Question

A bag contains two blue marbles, two green marbles, and three purple marbles. You randomly select a marble from the bag then roll a standard six-sided number cube. Let A be the event that you select a green marble. Let B be the event that you roll a number less than 3. The P(A∩B)=0.0952. Calculate P(A), P(B). Explain and show how to use those two probabilities to determine if events A and B are independent. Are the events independent? Round each calculation to four decimal places.

Answer 1

Explanation:

P(A) = 2/7 = 0.2857

P(B) = 1/3 = 0.3333

If A and B are independent, then P(A∩B) = P(A)*P(B) = 0.2857*0.3333

= 0.0952 which is the same as given for P(A∩B).
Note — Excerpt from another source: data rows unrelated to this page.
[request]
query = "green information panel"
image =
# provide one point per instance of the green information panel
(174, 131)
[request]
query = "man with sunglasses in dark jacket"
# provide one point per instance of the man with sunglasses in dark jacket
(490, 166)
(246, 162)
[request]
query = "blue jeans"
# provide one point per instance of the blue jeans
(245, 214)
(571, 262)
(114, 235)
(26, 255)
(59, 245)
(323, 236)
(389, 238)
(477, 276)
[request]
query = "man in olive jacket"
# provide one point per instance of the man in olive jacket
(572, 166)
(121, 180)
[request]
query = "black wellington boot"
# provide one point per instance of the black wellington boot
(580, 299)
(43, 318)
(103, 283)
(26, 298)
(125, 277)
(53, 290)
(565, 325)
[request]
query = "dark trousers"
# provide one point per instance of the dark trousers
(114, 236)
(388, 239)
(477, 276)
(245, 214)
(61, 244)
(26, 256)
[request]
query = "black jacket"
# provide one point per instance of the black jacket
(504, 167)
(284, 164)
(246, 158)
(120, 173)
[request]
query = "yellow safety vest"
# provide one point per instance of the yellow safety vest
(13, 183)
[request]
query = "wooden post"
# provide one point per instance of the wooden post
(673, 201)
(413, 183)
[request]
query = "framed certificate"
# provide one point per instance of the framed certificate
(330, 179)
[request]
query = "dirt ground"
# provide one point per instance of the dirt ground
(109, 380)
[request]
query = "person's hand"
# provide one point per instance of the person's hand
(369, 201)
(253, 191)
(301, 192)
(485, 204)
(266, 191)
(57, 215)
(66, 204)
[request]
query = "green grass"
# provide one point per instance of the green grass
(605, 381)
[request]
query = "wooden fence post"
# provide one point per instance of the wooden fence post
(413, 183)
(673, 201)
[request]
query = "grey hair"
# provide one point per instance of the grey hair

So A and B are independent.

Answer 2

Explanation:

P(A) = Probability of drawing a green marble from a bag of two blue marbles, two green marbles, and three purple marbles

= 2 (green) / 7 (total of two, two and three)

= 2/7

P(B) = Probability of rolling a number less than 3 from a standard six-sided number cube

= 2 (1 and 2 less than 3) / 6 (1 through 6)

= 1/3

P(A) and P(B) are calculated to be two real numbers and do not depend on each other. So event A and B are independent.